The late 1980s saw Johnny Depp on television in the teen programme 21 Jump Street, but it was his performances in idiosyncratic films like Edward Scissorhands, What's Eating Gilbert Grape? and Donnie Brasco which established him as a major talent.
Off-screen, Depp was famous for his love-life - dating, among others, Juliette Lewis, Kate Moss and Winona Ryder, to whom he was engaged.
Apparently, after the couple split up, Depp had the tattoo on his arm changed from "Winona forever" to "Wino forever".
He also has an eclectic collection of friends, including Marlon Brando (before his death), Johnny Vegas and Keith Richards, on whose cod-camp manner Depp based his Academy Award-nominated performance as Jack Sparrow in Pirates of the Caribbean.
He has played guitar on an Oasis album, had a walk-on part on The Fast Show - another passion - and jointly owns Man Ray, a bar just off Paris' Champs-Elysees, with John Malkovich, Sean Penn and Mick Hucknall.
Unlike many of his contemporaries, who include Brad Pitt, Leonardo DiCaprio and Keanu Reeves, Depp has often appeared in less commercial movies, and has exhibited astonishing versatility.
He was spectacular as the drug-addled Raoul Duke in Fear and Loathing in Las Vegas, endearingly eccentric as Ichabod Crane in Sleepy Hollow and mysterious and tender opposite Juliette Binoche in Chocolat.
With Juliette Binoche in Chocolat
Depp's magic, it seems, lies in his ability to fine-tune his big screen appearances, often weaving intimacy and alienation to produce performances which are both exciting and artistically coherent.
His looks and style have won him fans from both sexes. Women fancy him, men think he's a good bloke. But his own good looks have not blinded Depp to the march of time.

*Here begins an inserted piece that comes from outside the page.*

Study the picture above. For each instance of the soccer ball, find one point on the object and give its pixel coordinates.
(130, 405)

"Ugliness is better than beauty," he says. "It lasts longer and in the end, gravity will get us all."
Today he splits his time between Los Angeles and the south of France where he lives with his wife, the singer Vanessa Paradis, and their two children.
And as for growing old, he says "I'm old-fashioned, so I want to be an old man with a beer belly, on a porch, looking at a lake or something."
In a herald of publicity, England's precocious football talent Wayne Rooney made a sensational debut for his new club, Manchester United. The star of this summer's European Championships in Portugal, in which his participation was ended when he broke a toe, Rooney was transferred from Everton to United for more than £20 million. In his first game for almost three months, he took the field against Turkish champions Fenerbace and scored a stunning hat-trick.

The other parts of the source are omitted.